— Par Thomas Guénolé, politologue et enseignant à Sciences-Po.—
L’invocation des racines chrétiennes de la France est de plus en plus présente dans le débat public. À l’instar de l’ancien ministre Christian Estrosi ou du maire de Béziers Robert Ménard, des élus s’en réclament pour justifier l’installation de crèches de la Nativité dans des mairies. L’écrivain Denis Tillinac a lancé une pétition défendant le maintien et l’entretien des églises de France au nom de ces mêmes racines : « l’angélus que sonnent nos clochers scande le temps des hommes depuis belle lurette », écrit-il. Ce texte a été signé par diverses personnalités de la politique et de la société civile : notamment l’ancien chef de l’État Nicolas Sarkozy, l’historien Jean Tulard, ou encore l’entrepreneur Charles Beigbeder. Marion Maréchal Le Pen a soutenu que la France est un pays « culturellement chrétien » et que l’obligation de se marier à la mairie avant le mariage à l’église constitue « une aberration ». Le reste est à l’avenant.
Le discours des uns et des autres sur ce thème a un point commun fondamental : au sens strict, il est folklorique. Leur défense arc-boutée de ces racines a en effet pour propos la protection du folklore chrétien : les jours fériés d’origine catholique, le décorum des santons de Noël, les paysages marqués par les clochers, et ainsi de suite. En revanche, si l’on s’intéresse au fond des choses, c’est-à-dire aux valeurs, les mêmes sont muets ou très peu diserts. Et lorsqu’ils les évoquent, c’est soit pour soutenir qu’elles sont importantes mais sans les définir, soit pour retomber immédiatement, en fait, dans la défense du folklore.

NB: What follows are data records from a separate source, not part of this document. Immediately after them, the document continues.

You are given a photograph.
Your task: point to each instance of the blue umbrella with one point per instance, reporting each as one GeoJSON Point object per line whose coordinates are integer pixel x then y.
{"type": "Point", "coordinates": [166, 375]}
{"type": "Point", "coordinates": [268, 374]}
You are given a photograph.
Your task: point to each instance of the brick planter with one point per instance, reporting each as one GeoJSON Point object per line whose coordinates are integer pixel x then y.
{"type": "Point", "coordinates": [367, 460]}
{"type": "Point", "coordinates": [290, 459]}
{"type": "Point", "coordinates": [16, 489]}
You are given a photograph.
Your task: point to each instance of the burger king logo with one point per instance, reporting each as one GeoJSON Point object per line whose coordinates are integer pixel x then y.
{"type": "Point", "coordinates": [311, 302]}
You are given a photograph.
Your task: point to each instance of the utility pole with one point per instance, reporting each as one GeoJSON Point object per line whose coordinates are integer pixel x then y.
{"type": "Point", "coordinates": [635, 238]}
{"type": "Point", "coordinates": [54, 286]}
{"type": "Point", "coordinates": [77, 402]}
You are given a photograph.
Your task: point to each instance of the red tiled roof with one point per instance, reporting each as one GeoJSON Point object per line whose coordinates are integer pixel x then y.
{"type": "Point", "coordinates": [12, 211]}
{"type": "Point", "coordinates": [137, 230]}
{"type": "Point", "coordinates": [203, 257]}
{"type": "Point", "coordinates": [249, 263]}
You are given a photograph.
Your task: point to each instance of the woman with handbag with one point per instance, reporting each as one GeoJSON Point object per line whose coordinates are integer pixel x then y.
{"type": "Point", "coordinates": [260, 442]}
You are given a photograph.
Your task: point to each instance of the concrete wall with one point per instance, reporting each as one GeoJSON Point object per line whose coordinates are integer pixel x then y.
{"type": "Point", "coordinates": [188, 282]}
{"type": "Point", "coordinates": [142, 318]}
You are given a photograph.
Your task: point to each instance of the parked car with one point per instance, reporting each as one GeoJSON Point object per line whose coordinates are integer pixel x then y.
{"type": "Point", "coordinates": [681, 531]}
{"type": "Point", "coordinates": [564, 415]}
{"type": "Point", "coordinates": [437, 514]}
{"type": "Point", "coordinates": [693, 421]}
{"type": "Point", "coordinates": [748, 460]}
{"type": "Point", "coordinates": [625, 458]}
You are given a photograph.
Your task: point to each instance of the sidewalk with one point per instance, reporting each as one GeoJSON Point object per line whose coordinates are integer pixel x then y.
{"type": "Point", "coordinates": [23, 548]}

Or, simultanément, ces défenseurs du folklore expriment dans le débat public des positions qui, sur le fond, sont contraires aux valeurs chrétiennes. L’on aboutit ainsi à des incongruités manifestes. D’un côté, il faudrait entretenir nos églises et manger du porc à la cantine pour défendre les valeurs chrétiennes ; mais de l’autre, on peut refuser catégoriquement d’accueillir les réfugiés moyen-orientaux, en infraction complète avec le message du Nazaréen sur le devoir de charité envers les nécessiteux. D’un côté, l’écrivain Jean Raspail signe la pétition de Denis Tillinac en défense de la culture chrétienne de la France ; mais de l’autre, il peut affirmer dans son roman Le Camp des Saints« l’incompatibilité des races lorsqu’elles se partagent un même milieu ambiant », au mépris évident du message chrétien de fraternité universelle.
Comme des millions de Français, j’ai été élevé dans la foi chrétienne et dans son enseignement éthique. Comme ces millions de Français, je suis resté fidèle à ces valeurs morales, indépendamment de mes doutes et scepticismes sur les grandes questions métaphysiques. Aussi, j’affirme qu’il est intolérable et offensant d’assister, encore et encore, au détournement du message chrétien de paix et d’universalisme par des promoteurs de la haine de l’Autre et du repli sur soi. Jésus lui-même est d’ailleurs parfaitement clair quant à ceux-là qui s’arc-boutent sur les rites mais piétinent la morale : « Malheur à vous, scribes et Pharisiens hypocrites, parce que vous payez la dîme de la menthe, du fenouil et du cumin, et que vous négligez les points les plus graves de la Loi : la justice, la miséricorde et la foi ! » (Mat. 13, 23). De fait, il est sans doute grand temps que les chrétiens de valeurs et les chrétiens de foi disent halte à nos nouveaux pharisiens.